Oh yes. There were only small openings uh, like uh, gate uh, little gate, you know, type window uh, enough to breathe, if you called that breathing.

And um, you were all together at that time?

Oh yes.

Were any other members of your family with you? Your cousins?

Well, my, my family from my father's side and my mother's side. But we were all separated, pushed, you know, in and not knowing where anybody is.

Was it hard to stay together, the three of you?

It wasn't hard until we got to Auschwitz.

And how did you go to the bathroom in the cattle cars?

Uh, don't you think that's a little silly to ask? It was done...

Were there...

...right there.

There were no barrels or anything?

It as a barrel but it wasn't enough and it was awful.

Did they stop the trains to empty the barrels that...

No, no.

Was there every any water being served there.

No, they--we were told to take water with us. And uh, everybody...

Who told you that?

Uh, I remember I used to drink from a bottle, you know, a big bottle. We did not stop.

And how long were you on the train?

L...like I said, it was a long time, it must have been three or four days because it was a long ways from our home town and that was near Katowitz uh, pardon me, it was Krakow, near Krakow. So it's like the other side of Poland.

The other end of Poland.

Yeah. Title:Arrival in Auschwitz-Birkenau

Okay uh, when you arrived to Auschwitz, did you know you were in Auschwitz?

No, no. Nobody knew. Uh, like I say, we went off the train, they chased us off, they hollered, "Get off, get off!" and uh, they separated us. And uh, we marched in to the ca...uh, to Birkenau, which it was three miles from uh, the station, approximately three miles. And uh, we came there and we saw the sign on the front of the camp, "Arbeit macht das Leben ist," you know w...you know what I mean by that, uh...

Work makes good...

Life free.

Life free.

And uh, we were marched in and we were taken into a shower. And uh, after the shower we were shaved off completely, I mean completely. And put the tattoo on, one by one, I remember crying and as you see that was put in with a needle one at a time, you know.

The number on your arm reads 27356.

Right. And this stands for Jew.

The triangle.

The triangle stands for Jew. At the time there were a lot of uh, uh, gypsies and also Russians in the camp and uh, non-Jews were in the camp. So they wanted to have determined which are Jews. But uh, that's what I was told. I really don't know the reason why they put the triangle.

Do you remember when the doors to the train were opened and what did you see?

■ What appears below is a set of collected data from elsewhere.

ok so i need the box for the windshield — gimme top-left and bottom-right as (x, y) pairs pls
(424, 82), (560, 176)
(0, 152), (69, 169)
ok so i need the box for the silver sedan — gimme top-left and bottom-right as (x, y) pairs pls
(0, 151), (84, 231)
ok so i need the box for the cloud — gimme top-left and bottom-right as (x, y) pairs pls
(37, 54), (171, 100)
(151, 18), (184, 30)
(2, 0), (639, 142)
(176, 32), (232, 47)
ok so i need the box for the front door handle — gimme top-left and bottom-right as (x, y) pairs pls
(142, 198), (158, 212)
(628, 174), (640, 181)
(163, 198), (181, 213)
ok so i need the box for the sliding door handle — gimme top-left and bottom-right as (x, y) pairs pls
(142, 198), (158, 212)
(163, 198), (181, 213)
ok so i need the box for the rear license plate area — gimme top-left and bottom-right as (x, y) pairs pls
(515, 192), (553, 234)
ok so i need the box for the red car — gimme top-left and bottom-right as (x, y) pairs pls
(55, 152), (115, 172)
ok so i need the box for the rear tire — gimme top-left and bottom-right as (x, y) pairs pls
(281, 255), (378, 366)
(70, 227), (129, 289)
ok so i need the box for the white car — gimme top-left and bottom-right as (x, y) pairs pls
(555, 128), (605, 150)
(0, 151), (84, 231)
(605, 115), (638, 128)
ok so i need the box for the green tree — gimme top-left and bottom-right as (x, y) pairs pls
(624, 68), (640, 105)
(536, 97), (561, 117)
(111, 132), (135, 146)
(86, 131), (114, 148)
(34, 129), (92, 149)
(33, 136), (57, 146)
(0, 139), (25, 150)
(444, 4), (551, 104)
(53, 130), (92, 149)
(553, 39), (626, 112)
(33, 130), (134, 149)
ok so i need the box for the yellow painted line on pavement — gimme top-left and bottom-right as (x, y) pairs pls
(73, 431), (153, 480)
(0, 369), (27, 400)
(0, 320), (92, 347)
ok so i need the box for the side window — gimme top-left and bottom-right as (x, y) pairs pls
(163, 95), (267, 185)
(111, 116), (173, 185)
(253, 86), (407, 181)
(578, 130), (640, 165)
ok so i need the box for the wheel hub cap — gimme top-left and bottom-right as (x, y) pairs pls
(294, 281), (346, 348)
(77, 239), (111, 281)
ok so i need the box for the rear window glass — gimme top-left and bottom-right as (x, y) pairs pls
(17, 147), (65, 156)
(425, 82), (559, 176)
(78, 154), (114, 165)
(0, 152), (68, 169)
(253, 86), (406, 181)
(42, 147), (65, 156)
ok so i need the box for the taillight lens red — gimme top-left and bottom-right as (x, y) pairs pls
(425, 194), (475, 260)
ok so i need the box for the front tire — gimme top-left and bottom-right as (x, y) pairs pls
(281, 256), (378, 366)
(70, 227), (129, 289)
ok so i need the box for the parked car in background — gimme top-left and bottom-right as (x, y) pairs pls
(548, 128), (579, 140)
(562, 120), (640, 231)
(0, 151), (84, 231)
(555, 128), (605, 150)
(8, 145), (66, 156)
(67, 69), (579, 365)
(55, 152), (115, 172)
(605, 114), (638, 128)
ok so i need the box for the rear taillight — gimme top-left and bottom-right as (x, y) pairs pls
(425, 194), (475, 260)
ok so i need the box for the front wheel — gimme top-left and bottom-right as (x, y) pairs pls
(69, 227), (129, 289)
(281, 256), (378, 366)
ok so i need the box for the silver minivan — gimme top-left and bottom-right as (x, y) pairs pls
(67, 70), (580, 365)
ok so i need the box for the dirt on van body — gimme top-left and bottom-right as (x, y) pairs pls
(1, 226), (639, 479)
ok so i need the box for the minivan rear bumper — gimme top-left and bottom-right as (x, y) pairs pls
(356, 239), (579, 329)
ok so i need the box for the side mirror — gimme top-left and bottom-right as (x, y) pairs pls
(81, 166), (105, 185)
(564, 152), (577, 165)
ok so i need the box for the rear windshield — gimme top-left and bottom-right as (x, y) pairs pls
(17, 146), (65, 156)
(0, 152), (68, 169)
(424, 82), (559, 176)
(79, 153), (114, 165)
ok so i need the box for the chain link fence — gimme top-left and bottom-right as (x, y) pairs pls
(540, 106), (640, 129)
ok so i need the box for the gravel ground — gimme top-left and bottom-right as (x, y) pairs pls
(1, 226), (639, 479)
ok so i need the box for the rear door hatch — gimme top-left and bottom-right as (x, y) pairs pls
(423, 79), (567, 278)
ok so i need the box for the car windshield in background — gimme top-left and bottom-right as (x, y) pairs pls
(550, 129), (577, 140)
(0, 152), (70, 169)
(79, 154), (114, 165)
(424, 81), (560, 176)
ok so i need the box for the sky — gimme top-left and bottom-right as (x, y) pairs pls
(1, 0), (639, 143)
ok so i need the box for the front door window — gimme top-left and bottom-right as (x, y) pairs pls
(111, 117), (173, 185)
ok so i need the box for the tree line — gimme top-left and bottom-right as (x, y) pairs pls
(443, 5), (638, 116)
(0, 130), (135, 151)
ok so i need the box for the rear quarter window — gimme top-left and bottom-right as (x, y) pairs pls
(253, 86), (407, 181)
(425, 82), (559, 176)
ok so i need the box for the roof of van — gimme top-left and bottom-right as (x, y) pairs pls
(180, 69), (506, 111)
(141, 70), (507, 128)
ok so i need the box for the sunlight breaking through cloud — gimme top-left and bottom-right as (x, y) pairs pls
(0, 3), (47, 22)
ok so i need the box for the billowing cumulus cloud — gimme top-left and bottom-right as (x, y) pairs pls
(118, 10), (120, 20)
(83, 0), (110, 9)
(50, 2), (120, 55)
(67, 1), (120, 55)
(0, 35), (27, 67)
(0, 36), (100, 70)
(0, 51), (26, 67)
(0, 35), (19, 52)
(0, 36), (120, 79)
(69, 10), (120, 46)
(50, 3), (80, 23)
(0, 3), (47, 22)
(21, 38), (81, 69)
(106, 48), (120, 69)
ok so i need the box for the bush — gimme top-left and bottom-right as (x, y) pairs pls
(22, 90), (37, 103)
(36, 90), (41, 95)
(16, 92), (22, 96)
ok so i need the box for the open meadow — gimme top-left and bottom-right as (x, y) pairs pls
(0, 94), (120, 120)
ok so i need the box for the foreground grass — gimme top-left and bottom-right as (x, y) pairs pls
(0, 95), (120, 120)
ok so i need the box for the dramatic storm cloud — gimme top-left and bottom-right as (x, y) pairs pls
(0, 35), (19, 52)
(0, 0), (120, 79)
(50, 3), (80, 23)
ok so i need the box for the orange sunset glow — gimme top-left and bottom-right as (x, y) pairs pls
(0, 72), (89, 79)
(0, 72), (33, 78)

Well, to me it was like I'm going to be free again, because it was uh, horrible to be sitting in those trains. And didn't realize what was going on, it was just another preview of uh, running and the war is broken out again or whatever. We were too young to know.

You came out with your mother and your brother together from the cars. And were there dogs and...

Yes, this I remember, I'll never forget. Dogs like that, the German Shepherds. And uh, they made us stay in line, they were trained for that. If not, they were biting. And all through uh, my staying in Auschwitz I had the German Shepherds near my side because we had to march in line. And we had to sing it the way they wanted us whether we could or not.

What did you sing?

German songs. They made us repeat after them. That was only when we worked in Kanada. As I mentioned to you I worked in uh, Kanada. That was already uh, the best part of my stay in Auschwitz, because before that it was just horror.